As the weather warms up, things get a little busier for Canoe Kentucky.

The paddling season for the canoe and kayak retailer begins on April 1, when the company starts boat rentals for the summer. Canoe Kentucky has also added new tours, more summer camps and expanded the Kentucky River Jam art and music festival.

Nathan and Allison Depenbrock are the current owners of the family-owned business that has been operating for about 38 years. It focuses on retail for kayak and canoeing as well as paddle boating on the Elkhorn Creek, said Chris Howard, Canoe Kentucky’s outreach coordinator.

“Earlier in the summer, the better,” Howard said. “The water is better. There’s prettier views of wildlife. If someone is just wanting to come out and rent for the day, April, May, June is beautiful.”

Canoe Kentucky is also partnering with West Sixth Farm and Buffalo Trace Distillery for paddle tours. For the West Sixth Farm paddle tours, attendees will meet at the farm before being shuttled to Canoe Kentucky to launch a six-mile tour of Elkhorn Creek. Following the trip, attendees will go back to the farm to tour the facility and visit the taproom. The April 7 West Sixth Farm tour sold out in 24 hours, but the April 28 event is still open, according to Canoe Kentucky’s Facebook page.

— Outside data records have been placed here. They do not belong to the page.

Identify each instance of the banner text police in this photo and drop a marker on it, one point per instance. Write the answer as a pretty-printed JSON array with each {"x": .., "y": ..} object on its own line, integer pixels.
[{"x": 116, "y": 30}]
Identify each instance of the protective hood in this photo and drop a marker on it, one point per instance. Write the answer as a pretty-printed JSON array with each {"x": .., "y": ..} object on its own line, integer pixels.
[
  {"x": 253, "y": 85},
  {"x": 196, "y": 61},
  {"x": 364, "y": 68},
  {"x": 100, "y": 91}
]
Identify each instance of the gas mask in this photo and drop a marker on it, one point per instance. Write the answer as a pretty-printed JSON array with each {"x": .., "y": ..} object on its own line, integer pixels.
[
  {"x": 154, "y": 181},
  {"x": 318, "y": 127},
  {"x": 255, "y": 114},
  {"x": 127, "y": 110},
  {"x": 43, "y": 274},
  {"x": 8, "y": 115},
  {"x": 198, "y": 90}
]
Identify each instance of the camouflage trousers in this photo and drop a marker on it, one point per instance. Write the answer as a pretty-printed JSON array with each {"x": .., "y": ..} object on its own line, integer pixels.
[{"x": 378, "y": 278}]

The Buffalo Trace paddle tour is on June 9 and will travel through Lock and Dam No. 4 to the distillery, where paddlers will tour the grounds for 45 minutes and then have a barbecue lunch. Canoe Kentucky’s Facebook page estimates the trip will take around three hours. The two companies partnered for a similar tour in the past.

Canoe Kentucky has had its summer camp program for about five years, Howard said, but has expanded this season to 17 different camps. The business is bringing back its Adventure Camp, which is a day camp that runs on weekdays throughout the camp season. Canoe Kentucky also has an overnight camp that will be for four weeks this summer and a Level Up camp, which is more challenging and adventurous for campers. A new fishing-specific camp has also been added to the schedule, Howard said.

The summer camps run from the first week of June to the second week of August and are for ages 5 to 15, Howard said. Those who are 16 and older could be a part of the counselor program.

The business also offers whitewater rafting on Elkhorn Creek as water is suitable for rafting, which may these limited trips due to water levels, Howard said. These are guided trips only.

Canoe Kentucky also plans to host the Kentucky River Jam again this year, adding two more dates than last year. Howard said the festival is the business’ biggest event it has planned. Kentucky Employees Credit Union is the financial sponsor while Canoe Kentucky is the organizing sponsor, he said.

“Those are bringing in bands that are not normally found in Frankfort,” Howard said.

The River Jams will be held on Saturdays in downtown Frankfort and have bands play while art vendors are set up during the concert. Proceeds from the booth fees each concert go to a different non-profit organization. Howard said the event is also still accepting vendors.

The dates, headliners and non-profits for the Kentucky River Jam are:

  • May 18, Down To The River, Bourbon Branch and Matthew Douglas Simpson and benefit the Kentucky Waterways Alliance
  • June 22, Driftwood Gypsy and Trippin Roots and benefit the Bluegrass Wildwater Association, Inc.
  • July 27, The Allman Butter Band and Dustin Collins and the non-profit is TBD
  • Sept. 14, 49 Winchester, Donnie Bowling and Prototype and benefit the Life Adventure Center
  • Oct. 19, Buck the Taxidermist and Lauren Mink and the non-profit is TBD

“Those are really fun. Those are really are biggest events that happen this summer,” Howard said.

While many of these events are in Frankfort’s backyard, Howard said a lot of locals do not attend these events. He said many come from Lexington or Louisville to take advantage of Canoe Kentucky’s summer events and programs. The business hopes that events like the Kentucky River Jam and the summer camps could strengthen its tie to the community.

“That’s why we do the Kentucky River Jam, why we have a presence on the Kentucky River in downtown Frankfort,” Howard said. “We’d really love to see a lot more people from Frankfort come out.”